Bug #62728 ODBC Connector 5.1 utf8 stored incorrectly
Submitted: 13 Oct 2011 22:59 Modified: 7 Nov 2011 10:51
Reporter: alon s Email Updates:
Status: Verified Impact on me:
None 
Category:Connector / ODBC Severity:S2 (Serious)
Version:5.1.8 OS:Microsoft Windows
Assigned to: Bogdan Degtyariov CPU Architecture:Any
Tags: ASP, odbc 5.1, utf8

[13 Oct 2011 22:59] alon s
Description:
In some cases utf8 data is not stored correctly in the database.

I have a varchar column and i'm using classic asp.
All table collation and server collations and charsets are utf8_general_ci

How to repeat:
I tried to input foreign language data in 4 ways as follows:
(the hard coded foreign language text in all examples is utf8 because the .asp file is saved in utf-8 encoding)

1. with recordset, without charset=utf8 parameter

    SQL = "SELECT 1 FROM test WHERE 1=0"
    Set rs1 = CreateObject ("ADODB.Recordset")
   
    rs1.CursorType = 0
    rs1.LockType = 3

    ' cn1 is a connection string WITHOUT charset=utf8 parameter
    rs1.open SQL, cn1

    rs1.addNew

    rs1("test") = "Foreign Language Text in hebrew"

    rs1.update

2. with recordset, with charset=utf8 parameter
 
    SQL = "SELECT 1 FROM test WHERE 1=0"
    Set rs1 = CreateObject ("ADODB.Recordset")
   
    rs1.CursorType = 0
    rs1.LockType = 3

    ' cn1 is a connection string WITH charset=utf8 parameter
    rs1.open SQL, cn2

    rs1.addNew

    rs1("test") = "Foreign Language Text in hebrew"

    rs1.update

3. without recordset, without charset=utf8

   SQL = "INSERT INTO test (test) VALUES ('Foreign Language Text in hebrew)"
   cn1.execute SQL

4. without recordset, with charset=utf8

   SQL = "INSERT INTO test (test) VALUES ('Foreign Language Text in hebrew)"
   cn2.execute SQL

Only option 2 is storing the utf8 data currectly.
(verified by viewing the hex data of the column and trying to decode it with a hex decoder, and also by comparing the length of the string in the column in all 4 tests)

THE QUESTION: why doesnt option 4 store the data currectly along with option 2?

by the way, the same this occours ofcourse if i have a text box that i submit data into and my page has a meta tag of utf8. its the same thing as my hard coded text example.
[13 Oct 2011 23:02] alon s
connection definitions:

cn1
----
Set cn1 = CreateObject ("ADODB.Connection")

cn1.ConnectionString = "Driver={MySQL ODBC 5.1 Driver};Port=3306;Option=3;Server=xxxxxx;User ID=xxxxx;Password=xxxxx;Database=xxxxx;"

cn1.open

connection definitions:

cn2
----
Set cn2 = CreateObject ("ADODB.Connection")

cn2.ConnectionString = "Driver={MySQL ODBC 5.1 Driver};Port=3306;Option=3;Server=xxxxxx;User ID=xxxxx;Password=xxxxx;Database=xxxxx;charset=utf8"

cn2.open
[17 Oct 2011 10:34] Lawrenty Novitsky
As for the question "why doesn't option #4 work". Since 5.1 is a unicode driver MS driver translate all non-unicode calls(SQLExecDirect) to its unicode counterpart(SQLExecDirectW) call.

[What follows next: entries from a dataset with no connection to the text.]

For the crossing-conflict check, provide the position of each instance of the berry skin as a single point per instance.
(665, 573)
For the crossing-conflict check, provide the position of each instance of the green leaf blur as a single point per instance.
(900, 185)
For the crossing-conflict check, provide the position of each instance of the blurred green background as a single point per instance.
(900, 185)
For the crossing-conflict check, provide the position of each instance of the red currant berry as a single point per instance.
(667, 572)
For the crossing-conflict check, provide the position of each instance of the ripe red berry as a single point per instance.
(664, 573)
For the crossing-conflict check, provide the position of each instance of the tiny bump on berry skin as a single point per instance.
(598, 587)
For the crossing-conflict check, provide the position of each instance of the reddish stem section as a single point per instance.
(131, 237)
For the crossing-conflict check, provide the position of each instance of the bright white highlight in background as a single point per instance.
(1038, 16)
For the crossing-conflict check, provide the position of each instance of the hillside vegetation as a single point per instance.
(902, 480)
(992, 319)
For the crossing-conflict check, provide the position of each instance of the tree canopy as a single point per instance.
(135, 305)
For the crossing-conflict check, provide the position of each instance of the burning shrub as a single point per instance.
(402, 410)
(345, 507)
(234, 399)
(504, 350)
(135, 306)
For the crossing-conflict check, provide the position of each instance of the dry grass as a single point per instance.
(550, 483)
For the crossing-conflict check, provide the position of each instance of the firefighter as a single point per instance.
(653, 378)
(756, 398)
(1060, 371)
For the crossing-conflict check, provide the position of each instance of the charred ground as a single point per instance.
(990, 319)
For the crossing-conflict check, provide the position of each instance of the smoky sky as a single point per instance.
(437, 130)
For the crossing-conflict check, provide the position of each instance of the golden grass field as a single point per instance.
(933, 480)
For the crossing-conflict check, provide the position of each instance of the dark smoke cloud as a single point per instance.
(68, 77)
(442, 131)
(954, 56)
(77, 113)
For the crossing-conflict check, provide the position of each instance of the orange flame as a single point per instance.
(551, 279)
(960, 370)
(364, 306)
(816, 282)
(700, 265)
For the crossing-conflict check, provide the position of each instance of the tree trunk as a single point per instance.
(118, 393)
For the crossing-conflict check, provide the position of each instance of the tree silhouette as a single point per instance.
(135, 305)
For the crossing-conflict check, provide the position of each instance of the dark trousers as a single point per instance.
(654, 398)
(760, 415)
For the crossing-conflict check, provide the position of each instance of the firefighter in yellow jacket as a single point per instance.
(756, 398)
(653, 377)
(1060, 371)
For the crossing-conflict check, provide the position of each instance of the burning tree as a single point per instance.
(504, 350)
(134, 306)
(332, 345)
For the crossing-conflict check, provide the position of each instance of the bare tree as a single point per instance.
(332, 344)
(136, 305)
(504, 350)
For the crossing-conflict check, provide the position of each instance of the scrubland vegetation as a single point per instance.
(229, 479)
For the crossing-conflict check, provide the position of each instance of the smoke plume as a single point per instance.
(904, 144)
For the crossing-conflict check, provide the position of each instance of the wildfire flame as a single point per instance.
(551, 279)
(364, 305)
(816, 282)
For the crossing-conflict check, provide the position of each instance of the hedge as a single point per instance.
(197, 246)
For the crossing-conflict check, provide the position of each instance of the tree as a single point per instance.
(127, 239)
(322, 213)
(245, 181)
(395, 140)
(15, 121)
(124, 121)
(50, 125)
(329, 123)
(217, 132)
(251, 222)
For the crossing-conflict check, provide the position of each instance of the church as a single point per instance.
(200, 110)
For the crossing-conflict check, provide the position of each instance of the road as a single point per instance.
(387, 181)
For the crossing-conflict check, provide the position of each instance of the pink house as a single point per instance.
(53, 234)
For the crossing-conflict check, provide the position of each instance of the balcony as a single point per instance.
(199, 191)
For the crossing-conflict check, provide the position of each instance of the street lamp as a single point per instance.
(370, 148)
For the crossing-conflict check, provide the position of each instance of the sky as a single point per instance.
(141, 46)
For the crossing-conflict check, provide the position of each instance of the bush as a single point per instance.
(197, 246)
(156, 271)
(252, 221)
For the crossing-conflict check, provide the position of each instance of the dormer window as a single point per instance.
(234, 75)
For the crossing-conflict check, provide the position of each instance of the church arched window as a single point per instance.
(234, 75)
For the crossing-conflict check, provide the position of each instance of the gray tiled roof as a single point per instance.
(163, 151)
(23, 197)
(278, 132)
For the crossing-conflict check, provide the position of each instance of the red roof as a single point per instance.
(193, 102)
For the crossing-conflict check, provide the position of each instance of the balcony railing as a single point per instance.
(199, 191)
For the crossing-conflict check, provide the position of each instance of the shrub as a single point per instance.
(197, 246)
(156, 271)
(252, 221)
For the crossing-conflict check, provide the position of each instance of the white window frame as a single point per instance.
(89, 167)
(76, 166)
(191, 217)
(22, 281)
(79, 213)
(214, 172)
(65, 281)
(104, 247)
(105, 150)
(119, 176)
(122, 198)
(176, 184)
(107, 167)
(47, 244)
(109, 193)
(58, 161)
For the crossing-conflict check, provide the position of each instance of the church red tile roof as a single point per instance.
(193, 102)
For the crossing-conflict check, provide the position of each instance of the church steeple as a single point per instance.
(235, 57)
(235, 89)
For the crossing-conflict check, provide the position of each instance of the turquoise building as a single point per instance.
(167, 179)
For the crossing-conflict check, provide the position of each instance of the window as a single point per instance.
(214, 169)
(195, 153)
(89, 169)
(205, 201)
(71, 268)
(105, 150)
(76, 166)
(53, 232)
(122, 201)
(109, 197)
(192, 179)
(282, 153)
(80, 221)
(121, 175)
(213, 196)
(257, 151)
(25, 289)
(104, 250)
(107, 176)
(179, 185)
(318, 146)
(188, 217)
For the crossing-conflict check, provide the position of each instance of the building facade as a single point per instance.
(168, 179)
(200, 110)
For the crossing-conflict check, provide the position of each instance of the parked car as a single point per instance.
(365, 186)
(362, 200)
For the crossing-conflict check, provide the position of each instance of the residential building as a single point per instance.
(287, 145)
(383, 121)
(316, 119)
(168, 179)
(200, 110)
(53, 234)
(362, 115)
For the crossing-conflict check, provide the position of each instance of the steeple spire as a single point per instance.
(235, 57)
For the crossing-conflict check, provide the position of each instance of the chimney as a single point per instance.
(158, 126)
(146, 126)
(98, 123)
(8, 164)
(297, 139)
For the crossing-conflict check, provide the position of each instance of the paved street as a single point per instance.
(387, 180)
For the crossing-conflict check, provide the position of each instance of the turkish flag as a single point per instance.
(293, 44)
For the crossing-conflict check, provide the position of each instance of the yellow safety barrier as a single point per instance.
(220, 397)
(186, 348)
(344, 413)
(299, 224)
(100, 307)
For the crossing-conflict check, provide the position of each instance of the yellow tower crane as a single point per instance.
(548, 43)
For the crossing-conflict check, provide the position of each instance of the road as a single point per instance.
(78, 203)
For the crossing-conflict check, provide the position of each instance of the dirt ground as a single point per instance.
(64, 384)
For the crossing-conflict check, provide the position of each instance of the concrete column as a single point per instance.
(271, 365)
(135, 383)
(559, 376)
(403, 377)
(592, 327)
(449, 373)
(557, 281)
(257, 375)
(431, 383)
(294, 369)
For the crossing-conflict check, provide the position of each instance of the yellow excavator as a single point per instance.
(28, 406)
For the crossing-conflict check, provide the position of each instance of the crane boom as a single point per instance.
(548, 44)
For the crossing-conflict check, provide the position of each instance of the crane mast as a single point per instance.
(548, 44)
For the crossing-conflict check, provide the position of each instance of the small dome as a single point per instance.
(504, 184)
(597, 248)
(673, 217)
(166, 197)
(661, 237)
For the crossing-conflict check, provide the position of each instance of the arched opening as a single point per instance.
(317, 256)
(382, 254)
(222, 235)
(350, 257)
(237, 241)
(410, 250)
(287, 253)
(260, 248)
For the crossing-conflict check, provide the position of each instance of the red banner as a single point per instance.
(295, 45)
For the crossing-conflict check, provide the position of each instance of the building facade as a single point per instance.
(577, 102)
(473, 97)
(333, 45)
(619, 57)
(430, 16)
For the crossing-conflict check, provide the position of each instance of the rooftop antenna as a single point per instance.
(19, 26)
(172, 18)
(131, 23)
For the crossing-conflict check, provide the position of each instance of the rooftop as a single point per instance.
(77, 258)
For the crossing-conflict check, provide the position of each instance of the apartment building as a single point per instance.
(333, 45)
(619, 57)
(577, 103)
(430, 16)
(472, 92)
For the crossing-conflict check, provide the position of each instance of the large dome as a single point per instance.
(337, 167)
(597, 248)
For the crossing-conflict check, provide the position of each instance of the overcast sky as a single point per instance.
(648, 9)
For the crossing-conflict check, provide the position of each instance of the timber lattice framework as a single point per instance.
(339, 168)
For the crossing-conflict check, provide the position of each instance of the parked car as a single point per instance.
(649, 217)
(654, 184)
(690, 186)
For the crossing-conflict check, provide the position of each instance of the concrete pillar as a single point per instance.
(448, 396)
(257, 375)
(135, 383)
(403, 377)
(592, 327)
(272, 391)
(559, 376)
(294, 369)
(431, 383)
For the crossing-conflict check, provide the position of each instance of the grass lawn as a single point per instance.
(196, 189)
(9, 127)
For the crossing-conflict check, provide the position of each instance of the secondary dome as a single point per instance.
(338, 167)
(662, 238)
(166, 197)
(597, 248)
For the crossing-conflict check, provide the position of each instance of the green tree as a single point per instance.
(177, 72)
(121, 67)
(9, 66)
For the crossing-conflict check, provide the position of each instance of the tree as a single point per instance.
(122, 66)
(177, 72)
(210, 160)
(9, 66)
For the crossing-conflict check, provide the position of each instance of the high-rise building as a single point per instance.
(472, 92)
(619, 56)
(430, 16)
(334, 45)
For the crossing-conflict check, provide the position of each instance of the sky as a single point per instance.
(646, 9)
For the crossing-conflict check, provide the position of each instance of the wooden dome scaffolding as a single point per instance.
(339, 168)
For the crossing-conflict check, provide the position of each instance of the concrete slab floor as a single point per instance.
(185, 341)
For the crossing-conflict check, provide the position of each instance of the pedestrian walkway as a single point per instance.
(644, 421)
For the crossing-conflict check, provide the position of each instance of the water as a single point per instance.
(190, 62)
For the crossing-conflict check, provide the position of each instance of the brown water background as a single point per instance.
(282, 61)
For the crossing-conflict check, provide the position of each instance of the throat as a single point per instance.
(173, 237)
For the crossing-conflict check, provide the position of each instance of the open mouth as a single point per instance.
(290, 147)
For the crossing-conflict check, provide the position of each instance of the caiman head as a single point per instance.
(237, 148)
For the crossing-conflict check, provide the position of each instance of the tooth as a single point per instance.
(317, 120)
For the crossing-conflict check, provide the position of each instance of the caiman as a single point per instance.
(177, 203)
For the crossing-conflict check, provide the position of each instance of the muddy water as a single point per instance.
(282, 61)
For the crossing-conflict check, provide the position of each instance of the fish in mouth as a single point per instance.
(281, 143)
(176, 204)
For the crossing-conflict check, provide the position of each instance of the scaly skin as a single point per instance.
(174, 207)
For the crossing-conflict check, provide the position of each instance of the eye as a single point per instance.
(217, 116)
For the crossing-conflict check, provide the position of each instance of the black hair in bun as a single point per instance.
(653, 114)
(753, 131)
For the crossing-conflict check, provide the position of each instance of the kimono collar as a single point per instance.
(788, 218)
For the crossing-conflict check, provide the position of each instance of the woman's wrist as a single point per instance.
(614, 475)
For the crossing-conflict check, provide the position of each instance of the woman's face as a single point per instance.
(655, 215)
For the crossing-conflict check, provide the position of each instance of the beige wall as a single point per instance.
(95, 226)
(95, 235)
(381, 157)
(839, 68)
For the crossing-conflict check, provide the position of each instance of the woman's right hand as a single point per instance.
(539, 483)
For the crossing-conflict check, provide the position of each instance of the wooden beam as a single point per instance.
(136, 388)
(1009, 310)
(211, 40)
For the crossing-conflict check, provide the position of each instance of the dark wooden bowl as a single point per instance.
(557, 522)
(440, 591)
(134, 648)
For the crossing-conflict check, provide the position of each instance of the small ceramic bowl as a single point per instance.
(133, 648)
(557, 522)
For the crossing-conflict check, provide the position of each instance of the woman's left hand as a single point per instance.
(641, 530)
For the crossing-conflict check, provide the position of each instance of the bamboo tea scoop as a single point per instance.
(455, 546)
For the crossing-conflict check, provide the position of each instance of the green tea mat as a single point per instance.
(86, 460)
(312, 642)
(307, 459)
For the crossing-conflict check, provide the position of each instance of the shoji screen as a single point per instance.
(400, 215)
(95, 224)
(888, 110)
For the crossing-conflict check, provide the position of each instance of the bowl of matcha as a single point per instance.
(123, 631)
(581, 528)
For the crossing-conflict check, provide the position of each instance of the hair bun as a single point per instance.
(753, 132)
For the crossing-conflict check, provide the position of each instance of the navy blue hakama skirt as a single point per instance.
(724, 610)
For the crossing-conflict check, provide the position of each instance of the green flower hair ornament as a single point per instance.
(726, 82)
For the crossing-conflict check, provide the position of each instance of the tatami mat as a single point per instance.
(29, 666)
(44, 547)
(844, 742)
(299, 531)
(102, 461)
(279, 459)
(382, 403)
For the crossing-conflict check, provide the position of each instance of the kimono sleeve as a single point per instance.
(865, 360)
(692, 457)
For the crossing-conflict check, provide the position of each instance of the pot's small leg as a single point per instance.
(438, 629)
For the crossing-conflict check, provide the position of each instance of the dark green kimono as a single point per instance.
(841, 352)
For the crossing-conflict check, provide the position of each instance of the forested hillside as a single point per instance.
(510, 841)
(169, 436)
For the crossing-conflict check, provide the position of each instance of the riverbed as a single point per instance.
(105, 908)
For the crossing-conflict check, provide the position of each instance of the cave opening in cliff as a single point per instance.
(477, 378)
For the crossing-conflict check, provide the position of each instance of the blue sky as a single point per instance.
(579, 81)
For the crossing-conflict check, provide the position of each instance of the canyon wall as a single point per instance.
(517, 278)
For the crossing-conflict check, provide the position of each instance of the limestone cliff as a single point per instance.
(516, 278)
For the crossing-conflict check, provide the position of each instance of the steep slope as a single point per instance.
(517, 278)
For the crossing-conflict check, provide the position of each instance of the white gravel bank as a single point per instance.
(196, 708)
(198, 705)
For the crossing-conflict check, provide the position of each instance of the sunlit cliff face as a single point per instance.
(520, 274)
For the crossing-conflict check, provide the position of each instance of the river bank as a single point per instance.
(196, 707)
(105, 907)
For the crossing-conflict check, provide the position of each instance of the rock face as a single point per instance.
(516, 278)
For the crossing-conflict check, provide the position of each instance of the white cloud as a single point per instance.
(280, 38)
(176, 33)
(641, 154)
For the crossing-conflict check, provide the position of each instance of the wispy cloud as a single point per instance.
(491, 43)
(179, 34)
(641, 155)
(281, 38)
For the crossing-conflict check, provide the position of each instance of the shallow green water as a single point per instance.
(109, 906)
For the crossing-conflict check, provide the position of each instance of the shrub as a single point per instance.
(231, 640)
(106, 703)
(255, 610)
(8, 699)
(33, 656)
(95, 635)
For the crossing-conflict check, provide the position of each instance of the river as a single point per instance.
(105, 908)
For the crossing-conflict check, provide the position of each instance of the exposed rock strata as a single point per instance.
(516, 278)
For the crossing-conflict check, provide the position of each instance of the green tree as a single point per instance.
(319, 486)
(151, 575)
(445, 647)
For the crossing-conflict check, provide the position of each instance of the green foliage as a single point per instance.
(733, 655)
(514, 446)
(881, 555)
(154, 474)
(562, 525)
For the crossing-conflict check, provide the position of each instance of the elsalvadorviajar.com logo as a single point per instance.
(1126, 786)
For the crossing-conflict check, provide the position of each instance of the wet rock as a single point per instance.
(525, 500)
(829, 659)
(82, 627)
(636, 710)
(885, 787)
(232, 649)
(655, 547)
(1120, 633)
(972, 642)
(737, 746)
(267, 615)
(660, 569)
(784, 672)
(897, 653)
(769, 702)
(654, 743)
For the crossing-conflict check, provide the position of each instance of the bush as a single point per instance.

Doing that it converts input string parameters to SQLWCHAR. It assumes that string data is encoded in ANSI charset of the system it is being executed on. And that is unlikely to be UTF8. Thus driver receives wrong utf16 strings and thus wrong data goes to a database.
[18 Oct 2011 11:38] alon s
understood.

so my only option to work with utf8 and asp without opening a recordset object for nothing is to decode the utf8 to ansi before sending it to the execute method?
[18 Oct 2011 17:44] Lawrenty Novitsky
Yes, that should work.
[19 Oct 2011 11:20] Bogdan Degtyariov
Alon,

Can you attach a short ASP test case with some utf-8 data you intended to insert?
We have to make sure there is no double string conversion. This happens when each UTF-8 byte is interpreted as wide character (assuming UTF-16) and then converted back to UTF-8.
Thanks.
[22 Oct 2011 15:59] alon s
test case for hebrew text insertion with utf8 encoding

Attachment: test.asp (text/plain), 900 bytes.

[22 Oct 2011 16:03] alon s
I have added a test file.

thank you
[22 Oct 2011 16:04] alon s
* you will have to change the connection string info to your db
[7 Nov 2011 10:51] Bogdan Degtyariov
Thanks for uploading the test case.

Verified with Connector/ODBC 5.1.9